Pniówek

i

Autor: Dariusz Brombosz Pniówek

Nie prędko poznamy przyczyny kwietniowej tragedii w kopalni Pniówek w Pawłowicach

2022-06-22 7:53

Kluczową rolę wyjaśnieniu tragedii kopalni Pniówek ma odegrać wizja lokalna w miejscu katastrofy. Niestety nie może się odbyć z powodu fatalnych warunków atmosferycznych panujących w rejonie w którym zginęło w sumie 16 górników z czego 7 z tych ofiar nadal pozostaje pod ziemią. Wyrobisko gdzie doszło do 20 wybuchów metanu jest otamowane.
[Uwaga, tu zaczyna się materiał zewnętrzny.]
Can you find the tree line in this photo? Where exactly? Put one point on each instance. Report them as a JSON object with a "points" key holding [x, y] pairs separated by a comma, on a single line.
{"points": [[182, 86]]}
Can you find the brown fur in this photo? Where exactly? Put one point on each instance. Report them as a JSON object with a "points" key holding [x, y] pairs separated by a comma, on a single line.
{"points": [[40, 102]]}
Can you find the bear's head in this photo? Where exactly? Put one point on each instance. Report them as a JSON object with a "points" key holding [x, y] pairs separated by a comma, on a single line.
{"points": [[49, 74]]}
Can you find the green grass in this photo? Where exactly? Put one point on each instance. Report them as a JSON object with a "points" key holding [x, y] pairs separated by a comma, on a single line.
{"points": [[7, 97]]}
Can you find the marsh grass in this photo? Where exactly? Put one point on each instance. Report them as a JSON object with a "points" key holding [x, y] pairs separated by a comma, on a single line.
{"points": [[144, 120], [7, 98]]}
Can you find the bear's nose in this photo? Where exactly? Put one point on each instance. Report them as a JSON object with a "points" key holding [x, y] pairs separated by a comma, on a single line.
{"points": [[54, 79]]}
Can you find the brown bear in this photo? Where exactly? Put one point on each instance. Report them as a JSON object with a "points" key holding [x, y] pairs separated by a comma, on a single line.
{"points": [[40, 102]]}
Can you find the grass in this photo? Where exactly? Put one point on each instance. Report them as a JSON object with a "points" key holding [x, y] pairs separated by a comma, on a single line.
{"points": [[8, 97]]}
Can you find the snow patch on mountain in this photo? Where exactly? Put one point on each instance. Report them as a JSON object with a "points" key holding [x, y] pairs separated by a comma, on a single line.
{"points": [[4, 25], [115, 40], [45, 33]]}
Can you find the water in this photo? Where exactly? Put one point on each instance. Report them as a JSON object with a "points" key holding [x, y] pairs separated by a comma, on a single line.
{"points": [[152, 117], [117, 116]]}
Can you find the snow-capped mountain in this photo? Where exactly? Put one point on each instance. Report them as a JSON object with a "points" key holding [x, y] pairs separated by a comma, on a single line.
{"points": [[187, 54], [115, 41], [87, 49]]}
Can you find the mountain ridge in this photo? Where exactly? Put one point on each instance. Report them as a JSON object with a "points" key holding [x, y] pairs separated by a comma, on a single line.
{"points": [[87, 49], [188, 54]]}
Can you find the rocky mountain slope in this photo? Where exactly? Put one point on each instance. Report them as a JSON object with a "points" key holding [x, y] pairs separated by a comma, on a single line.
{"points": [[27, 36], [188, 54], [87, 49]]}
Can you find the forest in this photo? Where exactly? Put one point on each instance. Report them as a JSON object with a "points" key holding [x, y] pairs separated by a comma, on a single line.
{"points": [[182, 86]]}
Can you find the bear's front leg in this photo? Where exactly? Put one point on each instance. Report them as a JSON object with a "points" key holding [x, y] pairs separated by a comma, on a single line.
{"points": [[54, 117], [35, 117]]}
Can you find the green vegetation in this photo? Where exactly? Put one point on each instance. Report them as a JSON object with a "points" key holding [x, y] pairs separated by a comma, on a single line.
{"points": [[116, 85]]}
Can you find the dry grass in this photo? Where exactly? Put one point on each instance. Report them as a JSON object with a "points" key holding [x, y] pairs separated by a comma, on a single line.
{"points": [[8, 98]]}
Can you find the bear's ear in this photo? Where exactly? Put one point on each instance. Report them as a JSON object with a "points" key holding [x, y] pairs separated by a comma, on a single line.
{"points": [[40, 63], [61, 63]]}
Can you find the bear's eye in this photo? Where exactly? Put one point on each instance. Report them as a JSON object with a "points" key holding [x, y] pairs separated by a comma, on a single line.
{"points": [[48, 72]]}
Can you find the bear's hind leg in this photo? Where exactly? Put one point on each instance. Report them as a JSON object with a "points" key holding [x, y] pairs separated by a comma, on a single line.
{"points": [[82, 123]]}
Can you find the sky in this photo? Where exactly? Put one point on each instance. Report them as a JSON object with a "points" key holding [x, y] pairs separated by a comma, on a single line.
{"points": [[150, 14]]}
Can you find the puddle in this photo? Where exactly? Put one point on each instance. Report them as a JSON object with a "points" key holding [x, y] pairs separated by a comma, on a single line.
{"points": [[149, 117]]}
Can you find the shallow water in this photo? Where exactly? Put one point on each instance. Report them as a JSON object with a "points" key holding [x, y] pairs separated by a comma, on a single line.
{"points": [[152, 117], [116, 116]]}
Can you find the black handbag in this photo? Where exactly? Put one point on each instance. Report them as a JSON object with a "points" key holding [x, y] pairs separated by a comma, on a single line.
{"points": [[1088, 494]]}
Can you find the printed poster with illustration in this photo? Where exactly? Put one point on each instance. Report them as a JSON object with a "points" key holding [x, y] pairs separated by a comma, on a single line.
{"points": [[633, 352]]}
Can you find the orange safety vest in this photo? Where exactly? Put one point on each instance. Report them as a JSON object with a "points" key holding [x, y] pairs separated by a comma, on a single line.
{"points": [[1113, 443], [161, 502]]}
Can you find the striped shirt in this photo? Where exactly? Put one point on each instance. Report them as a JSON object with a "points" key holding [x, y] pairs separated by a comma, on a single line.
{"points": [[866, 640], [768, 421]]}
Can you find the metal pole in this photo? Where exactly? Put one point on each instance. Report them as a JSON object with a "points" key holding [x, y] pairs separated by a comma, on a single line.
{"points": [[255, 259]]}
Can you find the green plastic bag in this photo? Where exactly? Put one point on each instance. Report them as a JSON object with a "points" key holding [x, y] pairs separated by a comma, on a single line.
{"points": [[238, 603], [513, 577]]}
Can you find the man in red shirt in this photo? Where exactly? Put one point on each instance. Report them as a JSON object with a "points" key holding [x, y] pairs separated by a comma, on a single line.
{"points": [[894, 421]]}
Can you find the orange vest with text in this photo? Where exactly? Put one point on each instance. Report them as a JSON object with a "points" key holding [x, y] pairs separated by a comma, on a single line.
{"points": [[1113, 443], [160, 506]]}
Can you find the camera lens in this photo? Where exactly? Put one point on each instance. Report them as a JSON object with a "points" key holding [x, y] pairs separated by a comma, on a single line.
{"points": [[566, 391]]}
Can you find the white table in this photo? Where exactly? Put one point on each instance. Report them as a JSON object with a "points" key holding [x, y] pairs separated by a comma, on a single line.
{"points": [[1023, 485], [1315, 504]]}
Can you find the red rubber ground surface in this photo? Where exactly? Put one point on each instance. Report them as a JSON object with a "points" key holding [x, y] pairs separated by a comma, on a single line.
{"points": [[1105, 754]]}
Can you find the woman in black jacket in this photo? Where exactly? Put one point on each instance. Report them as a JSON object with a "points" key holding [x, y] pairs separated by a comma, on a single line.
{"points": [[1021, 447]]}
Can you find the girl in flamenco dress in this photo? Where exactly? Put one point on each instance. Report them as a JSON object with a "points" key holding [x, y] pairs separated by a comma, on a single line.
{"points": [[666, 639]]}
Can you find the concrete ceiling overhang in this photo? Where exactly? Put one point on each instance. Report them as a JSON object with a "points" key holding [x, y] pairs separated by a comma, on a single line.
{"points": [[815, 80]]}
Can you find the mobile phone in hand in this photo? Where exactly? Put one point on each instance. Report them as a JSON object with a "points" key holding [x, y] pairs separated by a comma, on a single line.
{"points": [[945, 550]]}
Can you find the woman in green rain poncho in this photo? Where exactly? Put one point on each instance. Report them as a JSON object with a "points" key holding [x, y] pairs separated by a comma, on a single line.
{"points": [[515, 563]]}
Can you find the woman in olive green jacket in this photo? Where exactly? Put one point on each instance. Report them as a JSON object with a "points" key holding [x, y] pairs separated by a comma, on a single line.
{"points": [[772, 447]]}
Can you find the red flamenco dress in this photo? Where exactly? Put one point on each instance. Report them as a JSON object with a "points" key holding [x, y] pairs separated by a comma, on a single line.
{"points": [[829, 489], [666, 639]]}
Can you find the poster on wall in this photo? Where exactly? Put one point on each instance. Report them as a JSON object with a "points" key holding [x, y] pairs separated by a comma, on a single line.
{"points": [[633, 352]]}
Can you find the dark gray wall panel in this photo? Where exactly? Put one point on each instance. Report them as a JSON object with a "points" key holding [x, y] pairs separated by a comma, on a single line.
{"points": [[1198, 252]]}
W tamtym miejscu nadal pali się ogień

Tragedia w kopalni Pniówek

We wtorek w Wyższym Urzędzie Górniczym w Katowicach odbyło się drugie spotkanie komisji  wyjaśniająca przyczyny i okoliczności tragedii w kopalni Pniówek w Pawłowicach. Miejsce wybuchów metanu zostało otamowane   trzema tamami, które po katastrofie odgrodziły rejon pożaru od pozostałych wyrobisk.

- Nadal nie możemy w tym miejscu przeprowadzić wizji lokalnej, która odgrywa kluczową rolę w wyjaśnieniu tragedii. Powód? Tam nadal mamy do czynienia z fatalnymi warunkami. Pali się ogień. Rejon jest podwójnie schładzany – wodą i azotem. Daje to rezultaty, ale nie w takim stopniu, żeby można było uznać pożar za wygaszony i bezpiecznie do tego rejonu wejść- wyjaśniał dziś Krzysztof Król, wiceprezes WUG.

Kopalnia Pniówek: przyczyny wypadku

Szef komisji badającej przyczynę tragedii w kopalni Pniówek zaznaczył, że sprawę bada  też policja i Okręgowy Urząd Górniczy w Rybniku. Udało się przesłuchać  40 świadków, zabezpieczono też sporej ilości  materiał dowodowy, który jest obecnie analizowany.

Nie wiadomo kiedy uda się ustalić przyczynę tragedii w której zginęło w sumie 16 górników. 7 osób nadal pozostaje pod ziemią w rejonie katastrofy do której doszło 20 kwietnia. 

Dziś  nowym członkiem komisji został Josef Kasper. To  wieloletni szef stacji ratownictwa górniczego w czeskiej Ostrawie. Jak zaznacza ma ogromnie doświadczenie w badaniu tego typu spraw, bo  uczestniczył m.in. w akcji ratowniczej w Stonawie, gdzie w grudniu 2018 r. wybuch metanu zabił 13 górników.